Lewis Christopher Edward Baumer, RI PS (1870-1963)
‘he was in a way the leader and certainly the most popular of the social commentators, using “social” in the old rather than the new sense’ (R G G Price 1957, page 206)
Admired for his elegant line, Lewis Baumer was a versatile artist who developed strong reputations as both a children’s illustrator and a Punch cartoonist.

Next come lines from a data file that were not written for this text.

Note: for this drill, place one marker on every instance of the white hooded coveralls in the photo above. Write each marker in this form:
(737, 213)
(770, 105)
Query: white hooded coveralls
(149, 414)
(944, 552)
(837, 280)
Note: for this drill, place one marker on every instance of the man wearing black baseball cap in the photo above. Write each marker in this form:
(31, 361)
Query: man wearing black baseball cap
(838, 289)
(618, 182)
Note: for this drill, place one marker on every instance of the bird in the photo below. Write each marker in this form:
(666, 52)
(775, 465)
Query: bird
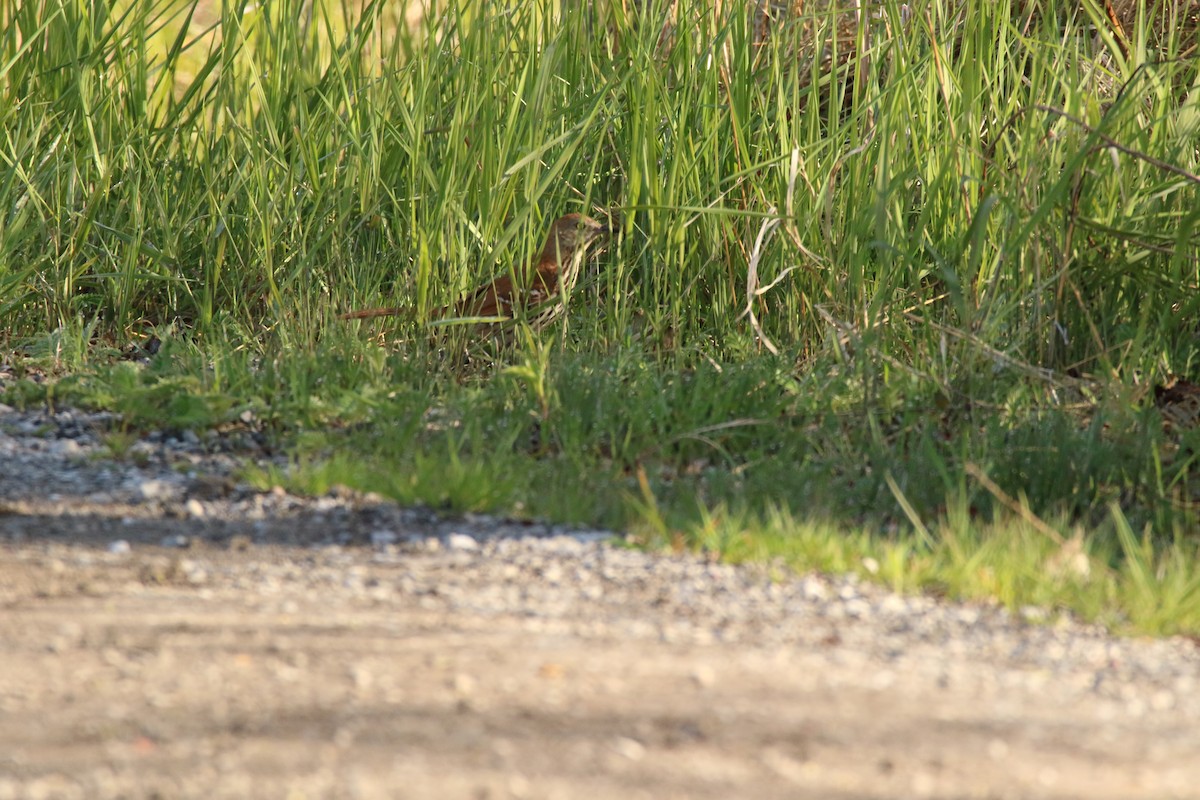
(555, 270)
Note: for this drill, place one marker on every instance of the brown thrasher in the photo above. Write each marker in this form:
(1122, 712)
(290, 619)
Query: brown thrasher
(557, 268)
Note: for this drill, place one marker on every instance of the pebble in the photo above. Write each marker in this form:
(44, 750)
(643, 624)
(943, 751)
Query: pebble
(553, 578)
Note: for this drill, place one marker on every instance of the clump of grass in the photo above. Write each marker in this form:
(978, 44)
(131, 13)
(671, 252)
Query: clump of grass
(966, 242)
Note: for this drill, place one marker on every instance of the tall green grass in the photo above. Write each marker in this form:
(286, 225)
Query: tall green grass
(969, 240)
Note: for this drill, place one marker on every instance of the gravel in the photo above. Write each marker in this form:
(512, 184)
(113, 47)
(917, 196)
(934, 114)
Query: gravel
(172, 516)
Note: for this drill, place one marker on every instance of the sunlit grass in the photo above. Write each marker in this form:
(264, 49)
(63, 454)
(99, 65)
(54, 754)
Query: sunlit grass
(897, 312)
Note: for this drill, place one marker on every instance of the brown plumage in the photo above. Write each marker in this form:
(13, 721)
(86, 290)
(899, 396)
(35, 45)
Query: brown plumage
(556, 266)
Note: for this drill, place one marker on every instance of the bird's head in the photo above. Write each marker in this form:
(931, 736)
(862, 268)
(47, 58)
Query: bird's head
(571, 234)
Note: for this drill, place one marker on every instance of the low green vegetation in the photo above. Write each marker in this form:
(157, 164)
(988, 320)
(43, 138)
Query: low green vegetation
(903, 317)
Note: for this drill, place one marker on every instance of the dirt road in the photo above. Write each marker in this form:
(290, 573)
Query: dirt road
(161, 638)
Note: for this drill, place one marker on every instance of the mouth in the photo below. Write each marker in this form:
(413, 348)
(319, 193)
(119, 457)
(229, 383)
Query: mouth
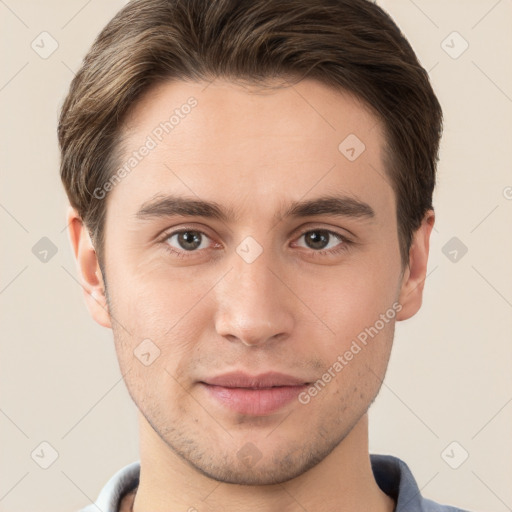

Lewis Baumer was born in St John’s Wood, London, on 8 August 1870, and educated at University College School, Gower Street. Encouraged by his parents to become an artist, he studied first (in 1887) under A A Calderon at St John’s Wood School of Art, alongside Byam Shaw and Rex Vicat Cole. He then went on to the National Art Training School, South Kensington, and the Royal Academy Schools. He exhibited widely from 1892, but soon became better known as a black and white artist and illustrator, contributing illustrations to The Pall Mall Magazine (1893) and other magazines.
In 1897, Baumer established himself as an illustrator of children’s books, publishing both Jumblies to his own text, and Hoodie, his first collaboration with Mrs Molesworth. In the same year, he published a cartoon in Punch, and would become a regular contributor over five decades.
As a painter, pastellist and printmaker, Baumer became a member of the Pastel Society (by 1908) and the Royal Institute of Painters in Water Colours (1921). He also belonged to the Langham Sketching Club, the Arts Club and the Chelsea Arts Club.
Living at addresses in St John’s Wood for most of his life, he died on 25 October 1963.